A bittersweet story in The New York Times recently. Textile historian Terry Satsuki Milhaupt was almost finished with her book on kimonos when she committed suicide in 2012. Her work was recently completed by her widower, Curtis Milhaupt. The book is titled Kimonos: A Modern History and an accompanying exhibit by the same name is happening at the Metropolitan Museum of Art. The New York Times has the story:
Ms. Milhaupt studied how kimonos over the last three centuries have revealed the wearers’ political leanings and cravings for westernization. The Met is filling galleries with clothing for firefighters, courtesans, actors and children in patterns including lobsters, demons, clouds and dewdrops. Paintings, photos and prints depict people manufacturing the textiles and sometimes opting instead for Western-style flounced gowns, tailored suits and bowler hats.

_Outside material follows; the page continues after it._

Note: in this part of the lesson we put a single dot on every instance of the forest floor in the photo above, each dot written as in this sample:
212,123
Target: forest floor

By the 1920s, Japanese men and women had started wrapping themselves in images of nightclub singers, cameras, train tickets and athletes. During World War II, warplanes, tanks, soldiers, machine guns, bombs and swastikas were added to the pattern options, even on toddlers’ outfits.
“The kimono has long served as a tableau on which to inscribe, describe and absorb the effects of modernization,” Ms. Milhaupt wrote.
The Japanese government battled against the more extravagant outfits, “prohibiting gold and silver leaf appliqué on the clothing of prostitutes,” she wrote. A women’s association proselytized for simple pantsuits. Dogmatic association members, Ms. Milhaupt wrote, “cut the flowing kimono sleeves of noncomplying women.”
For those who can’t get to The Met, there are several other kimono events happening around the country (and one in Japan). Again, from the NYT:
Three current kimono exhibitions run through Oct. 19: “Kimono for a Modern Age,” at the Los Angeles County Museum of Art, contains robes patterned with Sputniks, ice floes and penguins. The Art Gallery of Greater Victoria, in British Columbia, is offering a survey of kimono history, as well as a show featuring some of the possessions of the geisha singer Ichimaru. She changed fabric patterns seasonally, depending upon which flowers were in bloom, and her clothes also depicted her Tokyo neighborhood, known for its geisha trade. Next year, Mr. Weber will lend kimonos to the Asian Art Museum in San Francisco, the Museum of International Folk Art in Santa Fe and the Miho Museum near Kyoto, Japan.
Certainly sounds worth checking out.